Smog Blog Outtakes

On Earth Day, we published an interview about the “smog blog” created by Ray Hoff of the University of Maryland – Baltimore County. Today, we follow up by sharing this video, which has some striking shots of laser pulses from the instrument that Hoff’s atmospheric LIDAR group uses to take air quality measurements near Baltimore.

 

Plus, here are some outtakes from Hoff that did not fit into the original interview:

On the importance of satellites…
“We spend quite a bit of time trying to use satellite measurements as a surrogate for what we see on the ground because the Environmental Protection Agency can’t be everywhere. EPA has a thousand monitors in the United States, but those monitors are largely in urban areas, and they can be spaced quite far apart. There are, for example, no EPA samplers in Wyoming. NASA satellites can look everywhere.”

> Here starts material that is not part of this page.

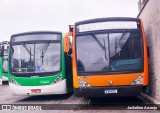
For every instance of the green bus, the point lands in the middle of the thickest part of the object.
(38, 64)
(4, 46)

On why satellite measurements of aerosols are less accurate in the western U.S…
“In the West, the correlation between what happens on the ground is worse for two reasons. The land surface out in the western United States does not have as much vegetation, so it’s brighter and more difficult for NASA satellites to see the aerosols from space. The other thing is that there are a lot of fires in the West, which make it challenging to distinguish between aerosol types.”

On the challenges facing air quality researchers…
“One of the things they’d really like to have is better measurements of ozone at the ground level. Much of the ozone we have on the planet is in the stratosphere, about 20 kilometers or 15 miles up, and it’s hard to see through the ozone layer, since it’s so thick. We have to combine models with measurements from the ground and NASA airborne platforms, but the difficulty of seeing through this layer to surface ozone is kind of the holy grail of tropospheric air quality research right now.”

On geoengineering the climate with sulfate aerosols…
“A Nobel Prize winner has suggested putting more pollutants in the atmosphere in order to keep the planet cool. I actually think that’s a rather poor experiment for us to be trying with so little knowledge of how the atmosphere works. Humans have a pretty bad record of trying to “fix the planet.”